Cups of nun chai – 67: A seething historical rage

This participatory memorial, by artist Alana Hunt, emerged in response to Kashmir’s Summer of 2010. In the face of the violence, the growing number of dead and the lack of serious media coverage, Hunt evolved ways to speak, to connect and to write in a form that would reach places where the news headlines do not. By July 2012 she had invited 118 people to share a cup of nun chai with her as a simple act that acknowledged this loss of life. Like an ever-growing memory the endeavour unfolded over two years of tea and conversation – across Australia, Europe, parts of South Asia and Kashmir – into a gentle yet challenging refusal to allow that loss of life to simply pass.
Since June 11, 2016 these memorialising words and images have appeared serialised here in Kashmir Reader thrice every week, except between Oct 3 and Dec 28 when the Administration barred its publication. The series resumes and will appear on this page every Tuesday, Thursday and Saturday.

 

16.11.11
In early 2011, on a cool winter morning inside the Warmun community’s post-flood evacuation camp in Kununurra, Karen and I sat on the small steps outside her temporary accommodation with two cups of nun chai. But like much life at that time, our tea was disrupted only to resume again at another time and in another place.
On that later occasion the weather was warm.
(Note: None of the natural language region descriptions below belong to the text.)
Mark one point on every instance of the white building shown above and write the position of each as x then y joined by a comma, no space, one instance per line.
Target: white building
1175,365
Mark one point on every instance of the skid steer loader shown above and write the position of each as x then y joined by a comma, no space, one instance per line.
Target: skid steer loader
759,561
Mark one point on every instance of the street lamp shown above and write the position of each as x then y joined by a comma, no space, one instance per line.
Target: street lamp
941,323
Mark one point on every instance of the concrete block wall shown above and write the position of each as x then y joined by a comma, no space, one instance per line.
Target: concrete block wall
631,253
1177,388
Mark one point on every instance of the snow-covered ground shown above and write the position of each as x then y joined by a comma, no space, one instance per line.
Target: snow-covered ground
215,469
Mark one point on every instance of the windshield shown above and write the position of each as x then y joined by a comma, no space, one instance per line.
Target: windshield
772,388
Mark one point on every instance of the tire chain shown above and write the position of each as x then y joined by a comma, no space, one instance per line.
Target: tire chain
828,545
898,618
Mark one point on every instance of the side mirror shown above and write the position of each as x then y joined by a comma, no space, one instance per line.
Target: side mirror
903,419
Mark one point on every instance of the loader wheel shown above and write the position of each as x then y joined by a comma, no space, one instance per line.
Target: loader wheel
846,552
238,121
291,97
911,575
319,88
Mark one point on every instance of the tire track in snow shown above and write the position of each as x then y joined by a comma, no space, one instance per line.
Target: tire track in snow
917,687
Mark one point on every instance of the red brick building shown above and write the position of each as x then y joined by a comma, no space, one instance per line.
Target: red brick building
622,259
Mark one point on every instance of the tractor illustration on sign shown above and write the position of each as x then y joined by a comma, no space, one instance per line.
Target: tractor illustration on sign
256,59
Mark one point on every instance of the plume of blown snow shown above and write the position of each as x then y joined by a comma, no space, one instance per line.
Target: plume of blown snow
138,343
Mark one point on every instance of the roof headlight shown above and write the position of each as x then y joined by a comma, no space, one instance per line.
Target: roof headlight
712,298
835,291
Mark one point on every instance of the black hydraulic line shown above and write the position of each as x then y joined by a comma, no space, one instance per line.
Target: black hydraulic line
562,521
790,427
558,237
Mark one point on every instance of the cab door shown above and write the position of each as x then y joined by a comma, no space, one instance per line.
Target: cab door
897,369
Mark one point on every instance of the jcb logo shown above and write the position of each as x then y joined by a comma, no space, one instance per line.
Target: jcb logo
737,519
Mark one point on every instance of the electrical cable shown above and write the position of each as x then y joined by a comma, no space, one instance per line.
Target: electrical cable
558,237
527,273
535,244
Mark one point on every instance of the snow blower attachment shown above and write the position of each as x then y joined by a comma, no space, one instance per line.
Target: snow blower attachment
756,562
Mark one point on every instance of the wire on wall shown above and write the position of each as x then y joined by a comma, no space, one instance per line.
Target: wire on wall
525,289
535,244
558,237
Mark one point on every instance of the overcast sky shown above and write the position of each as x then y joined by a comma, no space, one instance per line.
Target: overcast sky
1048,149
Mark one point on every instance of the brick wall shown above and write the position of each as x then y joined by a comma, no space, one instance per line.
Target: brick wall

Karen and I knew each other better, and we were now in Warmun. Since that morning in Kununurra many months ago we had spoken of Kashmir many times. Nun chai always reminded Karen of the Tibetan tea she had been introduced to in Nepal, and we decided to brew the nun chai and this buttery Tibetan tea together. The two separate (though similar) pots of tea simmered simultaneously over the gas and when we eventually sat down, each with two different (though similar) cups of tea, a gentle silence fell over us. Having spoken so much of Kashmir, it was as though the flavours of this tea and the lives it memorialised necessitated some silence.
When Karen and I did eventually speak we began to discuss the state of non-violent protest in the world today. Karen spoke of Tibetan monks who were turning to violence, against the Dalai Lama’s directions, in their struggle against China. Non-violence, also known as ahimsa, was loosing its command in India too. The political powers had stopped listening. They had learnt to turn away. In such situations violence becomes the only language that is understood. “I had a friend,” Karen said, “who was able to walk the talk of non-violence to its limits. He had the patience, and the courage, to walk up to someone in the heat of an argument and ask for help. There is immense strength in that. I don’t have it.” I showed Karen a map of India indicating the Red Corridor. This is a part of India experiencing a Naxalalite-Maoist led insurgency. As I pointed out the geographical regions of the South, the North-East, the Punjab and Kashmir, India came together as a series of social and political fragmentations. This was quite contrary to the nation’s official narrative of ‘unity in diversity’.
Karen had been part of a lot of political activism over the years. She spoke of her experiences in Alice Springs during the 1990s and the radical Aboriginal political movements she encountered. She told me about friends who had smuggled footage in their underpants out of East Timor and Australian activists who had mysteriously ‘gone missing’ in the crocodile infested waters of Queensland and the Northern Territory. These were pieces of Australia’s political history that most of us know very little about.
Trauma has the ability to embed itself in future generations. Karen’s personal experiences—her Jewish background and queer identity—meant that she understood this well. A seething historical rage often explodes from the same kernel as intense and varying degrees of creativity and destruction. This is nowhere more prevalent than in Warmun, where a very deep and historical trauma manifests itself in the social fabric of a community that has produced one of Australia’s most important Aboriginal art movements. It is also happening in Kashmir now, as younger generations manifest their experiences of injustice in words, painting, photography, music, and performance.
Some things in this world absolutely confound me. The Queen of England visited Perth a few weeks ago and attended an exhibition of Aboriginal art. Thinking of the utter desolation and destruction that the processes of colonisation continues to wreak, my mind searches for how she possibly makes sense of the world she sees. How does she not simply break down with the haunting responsibility of everything done in her name?
Karen quietly looked at her cup of nun chai and began to speak,
The colour of the tea is like skin, pink with the blood that runs through it. The leaves come from the soils of untold buried stories. The dried marks on the edge of the cup are the mountains that people live in. The cup itself is the world that holds them all; the world they are now a part of. There are people who will no longer taste this tea.